La Reine Jeanne devant Clément VI

Jeanne connut un calme relatif grâce à son entente avec Urbain V puis Grégoire XI, et le traité de paix  avec Louis d'Anjou. Sans enfants vivants, elle épousa le capitaine Othon de Brunswick qui avait contribué à lui faire récupérer ses terres du Piémont, ce qui lui attira la colère de Charles III de Duras qui se rapprocha de Louis de Hongrie. C'était l’époque du « grand schisme », avec l’élection deux papes.  Jeanne se prononça pour Clément VII d'Avignon et lui avança 50 000 florins, mais Urbain VI à Rome rassembla ses ennemis, le roi de Hongrie et Charles de Duras. En 1382 elle fit appel à Clément VII qui lui conseilla d'avoir recours à Louis d'Anjou. En échange de son aide elle l'adopta à la place de Charles de Duras. Celui-ci descendit vers Naples à la tête d'une armée. Othon de Brunswick ne parvint pas à l’arrêter. Charles III assiégea la reine qui dut capituler et fut emprisonnée. Louis d'Anjou arriva trop tard à son secours. Charles avait fait assassiner Jeanne le 27 juillet.

Acte de vente d'Avignon

Tour Ferrande.jpg

Le séjour de Jeanne à Avignon, en 1348 en pleine Peste noire, fut très bref. Elle avait logé au « palais de la Reine Jeanne » qui ne servit qu'à cette occasion. Il devint par la suite livrée cardinalice puis prieuré saint Martial (dans l'actuelle rue Jean-Henri Fabre). Pourtant, la personne fort controversée de la reine et son destin tragique sont à l’origine de toute une mythologie en Provence. Châteaux, ponts, routes lui sont dédiés, ainsi qu'un quartier extra-muros d'Avignon.
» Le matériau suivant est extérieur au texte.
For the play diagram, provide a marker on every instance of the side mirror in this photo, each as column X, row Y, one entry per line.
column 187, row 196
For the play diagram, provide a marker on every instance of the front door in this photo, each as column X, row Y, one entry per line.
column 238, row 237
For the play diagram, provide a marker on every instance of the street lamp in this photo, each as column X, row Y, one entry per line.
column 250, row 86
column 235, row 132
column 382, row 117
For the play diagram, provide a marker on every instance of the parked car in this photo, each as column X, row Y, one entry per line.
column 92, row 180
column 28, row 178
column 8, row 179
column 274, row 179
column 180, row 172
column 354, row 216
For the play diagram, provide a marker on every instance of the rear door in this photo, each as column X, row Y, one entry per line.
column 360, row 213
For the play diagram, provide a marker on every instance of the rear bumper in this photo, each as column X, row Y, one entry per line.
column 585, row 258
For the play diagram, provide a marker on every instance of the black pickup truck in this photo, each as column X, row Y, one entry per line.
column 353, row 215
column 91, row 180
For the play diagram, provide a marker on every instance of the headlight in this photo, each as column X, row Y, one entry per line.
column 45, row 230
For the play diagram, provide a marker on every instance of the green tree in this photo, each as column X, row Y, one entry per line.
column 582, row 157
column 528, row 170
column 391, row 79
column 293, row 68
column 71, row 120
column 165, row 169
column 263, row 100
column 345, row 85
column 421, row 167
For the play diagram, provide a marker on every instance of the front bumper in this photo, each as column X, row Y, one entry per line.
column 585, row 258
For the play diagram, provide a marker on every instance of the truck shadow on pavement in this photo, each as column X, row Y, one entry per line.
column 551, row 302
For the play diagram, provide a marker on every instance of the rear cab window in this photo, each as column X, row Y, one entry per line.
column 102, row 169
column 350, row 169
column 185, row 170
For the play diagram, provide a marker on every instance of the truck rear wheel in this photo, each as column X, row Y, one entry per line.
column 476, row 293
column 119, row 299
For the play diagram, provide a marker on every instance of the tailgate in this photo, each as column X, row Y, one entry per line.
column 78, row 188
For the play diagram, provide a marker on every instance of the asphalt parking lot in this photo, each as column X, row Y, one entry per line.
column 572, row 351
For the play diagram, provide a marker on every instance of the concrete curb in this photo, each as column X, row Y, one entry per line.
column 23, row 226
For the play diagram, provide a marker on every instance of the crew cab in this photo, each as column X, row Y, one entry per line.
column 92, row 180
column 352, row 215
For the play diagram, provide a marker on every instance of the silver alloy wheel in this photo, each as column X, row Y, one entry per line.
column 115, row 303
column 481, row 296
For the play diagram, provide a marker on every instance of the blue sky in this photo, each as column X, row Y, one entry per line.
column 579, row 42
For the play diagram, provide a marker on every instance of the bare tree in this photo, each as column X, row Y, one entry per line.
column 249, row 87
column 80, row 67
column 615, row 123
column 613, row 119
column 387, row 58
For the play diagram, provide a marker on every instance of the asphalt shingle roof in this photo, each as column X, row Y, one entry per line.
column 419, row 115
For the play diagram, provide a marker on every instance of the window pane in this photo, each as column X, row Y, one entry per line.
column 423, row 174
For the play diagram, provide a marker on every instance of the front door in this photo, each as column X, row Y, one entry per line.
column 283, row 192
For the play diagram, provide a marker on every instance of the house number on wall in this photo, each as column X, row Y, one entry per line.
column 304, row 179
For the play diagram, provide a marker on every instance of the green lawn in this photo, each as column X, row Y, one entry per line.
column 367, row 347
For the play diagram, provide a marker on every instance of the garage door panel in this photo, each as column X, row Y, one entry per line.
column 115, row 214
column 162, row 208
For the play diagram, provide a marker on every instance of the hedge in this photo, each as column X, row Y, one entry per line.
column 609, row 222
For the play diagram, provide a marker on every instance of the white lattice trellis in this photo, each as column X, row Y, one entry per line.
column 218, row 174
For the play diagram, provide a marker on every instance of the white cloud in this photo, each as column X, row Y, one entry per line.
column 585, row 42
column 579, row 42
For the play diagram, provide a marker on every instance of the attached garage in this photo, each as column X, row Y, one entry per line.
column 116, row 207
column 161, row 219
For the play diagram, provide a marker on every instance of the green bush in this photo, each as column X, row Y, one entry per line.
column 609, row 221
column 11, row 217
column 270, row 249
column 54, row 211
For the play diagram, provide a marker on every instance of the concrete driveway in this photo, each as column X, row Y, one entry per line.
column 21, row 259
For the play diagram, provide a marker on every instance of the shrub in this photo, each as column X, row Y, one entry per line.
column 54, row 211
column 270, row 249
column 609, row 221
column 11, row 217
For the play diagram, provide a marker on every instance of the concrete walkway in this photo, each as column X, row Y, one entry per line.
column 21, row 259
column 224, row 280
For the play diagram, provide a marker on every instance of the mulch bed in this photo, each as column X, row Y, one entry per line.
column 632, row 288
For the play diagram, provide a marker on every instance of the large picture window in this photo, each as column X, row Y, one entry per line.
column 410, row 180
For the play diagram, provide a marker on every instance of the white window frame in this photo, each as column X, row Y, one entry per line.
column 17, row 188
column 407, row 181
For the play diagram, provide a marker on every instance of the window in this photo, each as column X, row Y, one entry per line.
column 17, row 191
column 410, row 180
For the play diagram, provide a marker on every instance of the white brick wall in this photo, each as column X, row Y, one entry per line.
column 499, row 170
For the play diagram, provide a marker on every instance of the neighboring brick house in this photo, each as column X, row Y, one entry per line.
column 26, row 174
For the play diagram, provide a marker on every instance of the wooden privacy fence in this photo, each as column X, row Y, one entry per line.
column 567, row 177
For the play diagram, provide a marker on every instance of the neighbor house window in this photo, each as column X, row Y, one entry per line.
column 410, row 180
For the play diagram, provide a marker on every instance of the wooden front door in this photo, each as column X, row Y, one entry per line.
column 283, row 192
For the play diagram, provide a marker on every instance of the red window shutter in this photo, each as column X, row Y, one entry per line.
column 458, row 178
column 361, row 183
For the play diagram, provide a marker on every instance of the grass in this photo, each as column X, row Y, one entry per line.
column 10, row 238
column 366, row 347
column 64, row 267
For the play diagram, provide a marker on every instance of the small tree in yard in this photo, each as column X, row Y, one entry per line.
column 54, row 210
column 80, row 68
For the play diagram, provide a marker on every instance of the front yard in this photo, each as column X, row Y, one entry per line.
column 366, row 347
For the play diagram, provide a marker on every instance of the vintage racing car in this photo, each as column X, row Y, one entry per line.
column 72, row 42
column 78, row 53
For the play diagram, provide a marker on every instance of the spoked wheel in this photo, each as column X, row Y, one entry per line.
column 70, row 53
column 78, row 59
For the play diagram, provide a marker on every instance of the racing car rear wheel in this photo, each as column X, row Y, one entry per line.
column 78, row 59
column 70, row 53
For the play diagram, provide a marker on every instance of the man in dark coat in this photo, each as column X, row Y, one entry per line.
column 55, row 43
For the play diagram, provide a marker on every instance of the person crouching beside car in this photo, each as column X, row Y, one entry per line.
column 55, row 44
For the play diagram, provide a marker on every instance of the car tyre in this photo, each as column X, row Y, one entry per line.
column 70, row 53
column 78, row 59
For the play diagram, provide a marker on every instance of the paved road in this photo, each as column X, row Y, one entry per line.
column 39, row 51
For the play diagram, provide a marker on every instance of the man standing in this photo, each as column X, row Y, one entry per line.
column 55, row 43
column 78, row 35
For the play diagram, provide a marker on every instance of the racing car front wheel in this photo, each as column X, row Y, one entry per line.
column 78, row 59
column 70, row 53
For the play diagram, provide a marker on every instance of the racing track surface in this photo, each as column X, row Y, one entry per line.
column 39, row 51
On dit même que le campanile de la Tour Ferrande de Pernes les Fontaines reproduit les courbes de sa silhouette…

A moins que la véritable reine Jeanne célébrée par les Provençaux soit Jeanne de Laval, à la personnalité toute différente, la seconde épouse du roi René d’Anjou, qui régna avec lui plus de vingt ans sur la Provence avec probité et générosité.